Well there has certainly been a lot of publicity for the laurel/yanny clip recently. It is great to have so many people discussing speech and speech perception – but also a little disheartening that so much misinformation gets accepted as valid phonetics.
For those who don’t know (where have you been?!?), it is all about an audio clip of a man saying the word ‘laurel’ (listen below) – and the fact that a surprising number of people claim to hear it not as ‘laurel’ but as ‘yanny’.
The original audio came from vocabulary.com, a site aiming to help people learn the meaning and pronunciation of lots of words. Here’s the relevant clip. Notice that it was pronounced clearly (by an opera singer, no less) in isolation, and recorded under good conditions.
Let’s get a few of the misconceptions out of the way, before going on to consider some possible explanations and discuss some broader issues, especially how (if at all) this example relates to forensic transcription.
- This is not an ambiguous audio clip. The word ‘laurel’ is not likely to be consistently confused with ‘yanny’ even in a noisy recording – and this is a nice clear recording. In its original form on vocabulary.com, it is quite clearly ‘laurel’ (the many unclear versions floating around the internet have been created by audio geeks trying to explain the phenomenon by manipulating the audio – see more on this below).
- Differences in how people hear this clip do not and could not relate to general interpersonal variation in habitual ‘style of hearing’. Basically someone who genuinely and consistently confused words like ‘laurel’ and ‘yanny’ would be unable to speak English, since the differences between these words are the very ones that allow us to differentiate hundreds and thousands of other common words.
- Differences in how people hear this clip do not and could not relate to age-related hearing loss. Age-related hearing loss is real and important – but it’s not at play here.
- For one thing, all the relevant acoustic information in this word is well below 5kHz (see spectrogram below), which is way lower than normal age-related hearing loss.
- For another thing, even if it were true (which it isn’t) that young people were generally better able than older folks to hear the frequencies of ‘y’-like sounds (like the beginning of ‘yanny’), the age-related-hearing-loss hypothesis requires us to believe that young people are less able to hear ‘l/r’-like frequencies, which is kind of absurd.
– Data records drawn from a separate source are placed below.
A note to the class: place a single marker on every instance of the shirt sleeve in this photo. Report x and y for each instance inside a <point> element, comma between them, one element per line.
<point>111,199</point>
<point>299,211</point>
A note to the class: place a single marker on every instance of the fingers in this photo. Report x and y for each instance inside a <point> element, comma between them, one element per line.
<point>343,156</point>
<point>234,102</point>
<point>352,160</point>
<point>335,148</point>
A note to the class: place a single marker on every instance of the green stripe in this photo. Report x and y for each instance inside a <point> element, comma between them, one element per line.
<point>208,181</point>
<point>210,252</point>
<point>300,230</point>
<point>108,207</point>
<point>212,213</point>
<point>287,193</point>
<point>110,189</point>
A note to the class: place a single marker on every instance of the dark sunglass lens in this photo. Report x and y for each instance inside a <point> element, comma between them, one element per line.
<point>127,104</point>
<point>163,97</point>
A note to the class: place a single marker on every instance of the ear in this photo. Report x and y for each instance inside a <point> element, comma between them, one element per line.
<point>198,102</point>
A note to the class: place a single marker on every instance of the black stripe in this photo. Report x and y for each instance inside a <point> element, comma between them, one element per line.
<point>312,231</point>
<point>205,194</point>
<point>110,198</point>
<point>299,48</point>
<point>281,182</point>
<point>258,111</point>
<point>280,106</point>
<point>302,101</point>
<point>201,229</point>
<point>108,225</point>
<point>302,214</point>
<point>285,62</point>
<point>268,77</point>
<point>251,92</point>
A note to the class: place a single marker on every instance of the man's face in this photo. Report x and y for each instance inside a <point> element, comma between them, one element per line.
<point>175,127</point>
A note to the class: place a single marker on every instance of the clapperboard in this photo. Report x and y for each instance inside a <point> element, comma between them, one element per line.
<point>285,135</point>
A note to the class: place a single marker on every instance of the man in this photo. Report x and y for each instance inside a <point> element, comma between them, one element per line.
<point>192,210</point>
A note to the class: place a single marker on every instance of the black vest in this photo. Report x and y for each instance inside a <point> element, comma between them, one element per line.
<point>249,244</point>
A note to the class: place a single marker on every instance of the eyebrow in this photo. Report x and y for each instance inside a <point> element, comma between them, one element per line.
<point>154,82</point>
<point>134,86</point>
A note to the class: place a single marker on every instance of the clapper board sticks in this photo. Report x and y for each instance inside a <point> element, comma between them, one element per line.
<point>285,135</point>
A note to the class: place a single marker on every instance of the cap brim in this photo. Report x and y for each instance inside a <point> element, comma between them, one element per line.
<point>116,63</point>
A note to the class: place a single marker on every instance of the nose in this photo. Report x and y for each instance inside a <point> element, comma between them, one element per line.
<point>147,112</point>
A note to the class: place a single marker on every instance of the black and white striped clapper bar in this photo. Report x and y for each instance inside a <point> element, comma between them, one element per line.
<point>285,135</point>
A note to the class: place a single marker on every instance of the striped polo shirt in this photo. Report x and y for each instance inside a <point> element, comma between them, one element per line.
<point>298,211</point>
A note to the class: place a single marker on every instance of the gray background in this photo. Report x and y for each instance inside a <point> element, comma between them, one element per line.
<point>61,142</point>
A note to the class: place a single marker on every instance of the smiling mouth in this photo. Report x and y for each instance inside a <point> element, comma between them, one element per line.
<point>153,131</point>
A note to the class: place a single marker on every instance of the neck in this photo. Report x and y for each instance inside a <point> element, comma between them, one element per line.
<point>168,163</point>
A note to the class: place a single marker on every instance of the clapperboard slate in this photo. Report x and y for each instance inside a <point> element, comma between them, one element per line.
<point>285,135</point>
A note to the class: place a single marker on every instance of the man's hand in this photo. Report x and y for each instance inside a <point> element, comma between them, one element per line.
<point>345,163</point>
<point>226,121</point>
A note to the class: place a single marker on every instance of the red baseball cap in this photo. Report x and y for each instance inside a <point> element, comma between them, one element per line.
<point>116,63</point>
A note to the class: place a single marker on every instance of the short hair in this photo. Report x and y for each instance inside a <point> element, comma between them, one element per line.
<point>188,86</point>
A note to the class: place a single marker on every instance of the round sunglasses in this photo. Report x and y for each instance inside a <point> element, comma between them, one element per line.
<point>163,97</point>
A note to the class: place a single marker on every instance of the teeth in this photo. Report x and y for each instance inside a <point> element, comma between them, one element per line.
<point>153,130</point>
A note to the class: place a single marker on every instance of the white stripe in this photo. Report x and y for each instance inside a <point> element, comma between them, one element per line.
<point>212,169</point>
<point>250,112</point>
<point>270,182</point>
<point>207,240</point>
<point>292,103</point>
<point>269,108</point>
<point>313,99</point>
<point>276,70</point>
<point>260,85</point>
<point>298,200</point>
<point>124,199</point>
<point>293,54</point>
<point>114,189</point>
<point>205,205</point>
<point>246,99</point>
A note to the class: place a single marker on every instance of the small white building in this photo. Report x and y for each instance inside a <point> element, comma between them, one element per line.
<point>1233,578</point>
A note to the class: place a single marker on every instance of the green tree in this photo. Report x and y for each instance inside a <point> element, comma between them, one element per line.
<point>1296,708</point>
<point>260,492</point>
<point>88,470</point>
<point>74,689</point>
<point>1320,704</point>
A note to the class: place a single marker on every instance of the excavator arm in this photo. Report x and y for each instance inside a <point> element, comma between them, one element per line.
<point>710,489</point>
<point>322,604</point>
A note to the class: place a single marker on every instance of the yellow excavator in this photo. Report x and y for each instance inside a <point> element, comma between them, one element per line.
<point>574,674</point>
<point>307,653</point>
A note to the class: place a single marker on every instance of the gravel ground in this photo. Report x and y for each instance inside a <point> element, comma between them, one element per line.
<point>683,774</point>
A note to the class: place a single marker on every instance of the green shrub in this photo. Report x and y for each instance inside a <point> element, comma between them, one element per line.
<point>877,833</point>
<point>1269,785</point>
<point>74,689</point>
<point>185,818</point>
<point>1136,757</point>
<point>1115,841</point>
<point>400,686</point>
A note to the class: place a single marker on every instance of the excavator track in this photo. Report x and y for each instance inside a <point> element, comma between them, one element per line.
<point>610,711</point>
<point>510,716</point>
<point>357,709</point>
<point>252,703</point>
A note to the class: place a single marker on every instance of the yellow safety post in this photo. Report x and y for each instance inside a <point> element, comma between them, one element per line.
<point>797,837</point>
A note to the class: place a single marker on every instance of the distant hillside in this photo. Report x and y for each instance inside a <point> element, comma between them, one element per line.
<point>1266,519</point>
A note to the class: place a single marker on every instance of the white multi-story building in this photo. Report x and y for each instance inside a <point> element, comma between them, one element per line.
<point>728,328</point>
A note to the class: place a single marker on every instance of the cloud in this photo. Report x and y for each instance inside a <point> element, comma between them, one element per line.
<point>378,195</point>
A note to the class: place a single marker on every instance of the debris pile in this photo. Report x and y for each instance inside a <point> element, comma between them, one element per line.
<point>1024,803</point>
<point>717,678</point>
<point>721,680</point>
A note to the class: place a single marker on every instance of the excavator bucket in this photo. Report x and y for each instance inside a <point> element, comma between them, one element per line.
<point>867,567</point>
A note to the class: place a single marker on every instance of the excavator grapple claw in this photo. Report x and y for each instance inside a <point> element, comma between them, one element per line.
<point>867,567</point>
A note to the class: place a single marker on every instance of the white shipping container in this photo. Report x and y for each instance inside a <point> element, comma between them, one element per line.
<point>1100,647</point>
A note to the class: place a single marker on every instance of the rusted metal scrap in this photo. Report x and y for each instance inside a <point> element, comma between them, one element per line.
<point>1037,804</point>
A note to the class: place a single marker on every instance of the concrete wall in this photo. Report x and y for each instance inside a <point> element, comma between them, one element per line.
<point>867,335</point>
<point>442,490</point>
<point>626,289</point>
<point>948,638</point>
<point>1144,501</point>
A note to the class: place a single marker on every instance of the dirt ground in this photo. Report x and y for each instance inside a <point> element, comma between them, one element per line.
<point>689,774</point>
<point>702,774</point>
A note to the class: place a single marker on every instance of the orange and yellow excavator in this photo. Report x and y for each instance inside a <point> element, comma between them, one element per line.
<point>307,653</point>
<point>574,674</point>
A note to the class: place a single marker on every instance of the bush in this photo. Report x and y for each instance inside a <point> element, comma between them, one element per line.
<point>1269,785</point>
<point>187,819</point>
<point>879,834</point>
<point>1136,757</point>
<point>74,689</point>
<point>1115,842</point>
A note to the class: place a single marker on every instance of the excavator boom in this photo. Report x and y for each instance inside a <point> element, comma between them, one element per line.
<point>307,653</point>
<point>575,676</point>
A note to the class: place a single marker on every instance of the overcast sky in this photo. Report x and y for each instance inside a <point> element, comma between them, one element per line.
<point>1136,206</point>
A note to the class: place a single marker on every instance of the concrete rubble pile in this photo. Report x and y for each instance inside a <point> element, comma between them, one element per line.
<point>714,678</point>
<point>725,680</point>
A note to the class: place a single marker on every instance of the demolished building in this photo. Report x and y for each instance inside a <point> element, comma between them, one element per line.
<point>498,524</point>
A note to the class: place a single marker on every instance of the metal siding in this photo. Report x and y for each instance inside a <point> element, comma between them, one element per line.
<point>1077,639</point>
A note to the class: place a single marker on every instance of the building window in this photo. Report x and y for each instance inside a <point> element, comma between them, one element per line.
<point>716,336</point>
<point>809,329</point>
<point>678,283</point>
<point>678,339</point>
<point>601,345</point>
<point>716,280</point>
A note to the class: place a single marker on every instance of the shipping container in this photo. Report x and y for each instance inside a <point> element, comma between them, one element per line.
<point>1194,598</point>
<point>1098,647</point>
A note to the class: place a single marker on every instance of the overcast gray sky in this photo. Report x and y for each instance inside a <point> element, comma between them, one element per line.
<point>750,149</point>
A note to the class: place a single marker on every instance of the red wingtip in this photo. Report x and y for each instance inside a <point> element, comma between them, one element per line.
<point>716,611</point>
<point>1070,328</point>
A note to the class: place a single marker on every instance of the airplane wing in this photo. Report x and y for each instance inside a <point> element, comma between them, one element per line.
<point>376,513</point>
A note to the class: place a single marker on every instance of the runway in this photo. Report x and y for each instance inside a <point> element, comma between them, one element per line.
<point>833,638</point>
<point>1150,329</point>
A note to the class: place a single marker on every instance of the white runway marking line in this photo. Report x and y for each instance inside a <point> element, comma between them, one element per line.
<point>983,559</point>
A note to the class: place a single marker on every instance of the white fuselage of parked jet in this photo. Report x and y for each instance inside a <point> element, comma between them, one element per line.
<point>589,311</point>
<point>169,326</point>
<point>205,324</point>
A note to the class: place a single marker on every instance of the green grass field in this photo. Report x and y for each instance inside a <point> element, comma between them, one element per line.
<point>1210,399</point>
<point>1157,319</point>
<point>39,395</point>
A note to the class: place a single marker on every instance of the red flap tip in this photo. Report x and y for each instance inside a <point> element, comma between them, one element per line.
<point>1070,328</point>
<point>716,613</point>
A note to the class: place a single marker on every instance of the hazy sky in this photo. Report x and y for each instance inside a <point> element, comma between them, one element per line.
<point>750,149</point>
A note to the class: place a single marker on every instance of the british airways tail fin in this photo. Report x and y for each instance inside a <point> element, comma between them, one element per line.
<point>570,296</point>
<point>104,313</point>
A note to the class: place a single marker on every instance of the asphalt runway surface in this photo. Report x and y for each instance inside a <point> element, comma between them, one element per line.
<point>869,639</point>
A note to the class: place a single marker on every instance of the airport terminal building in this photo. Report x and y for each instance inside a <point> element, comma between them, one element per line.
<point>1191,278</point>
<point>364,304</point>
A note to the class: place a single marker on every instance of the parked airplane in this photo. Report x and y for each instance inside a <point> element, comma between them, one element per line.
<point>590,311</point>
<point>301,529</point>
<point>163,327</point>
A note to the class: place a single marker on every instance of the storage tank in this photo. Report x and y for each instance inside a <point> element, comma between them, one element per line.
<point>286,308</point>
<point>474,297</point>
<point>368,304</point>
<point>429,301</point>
Here’s a spectrogram of the recording in the video above. Notice how nice and clear it is. Notice the very definite /l/ at the beginning, with a nice release burst before the vowel. Notice the dramatic dip in the third formant, classic for /r/. Notice the first and second formants are close together throughout, expected for /l/ and /ɔ/.
So what happened to make this nice clear ‘laurel’ into ‘yanny’?
(As gleaned from various websites – see links below).
A high-school student in Georgia, USA (Katie Hetzel), doing her homework, was listening to words from her lesson on vocabulary.com. When she clicked to hear the next word on the list (so she could define it), she was surprised to hear ‘yanny’, which was not part of her homework. Then she was more surprised to find the word was supposed to say ‘laurel’. At this point I have no definite explanation for why she initially heard ‘yanny’ (but see below for a conjecture).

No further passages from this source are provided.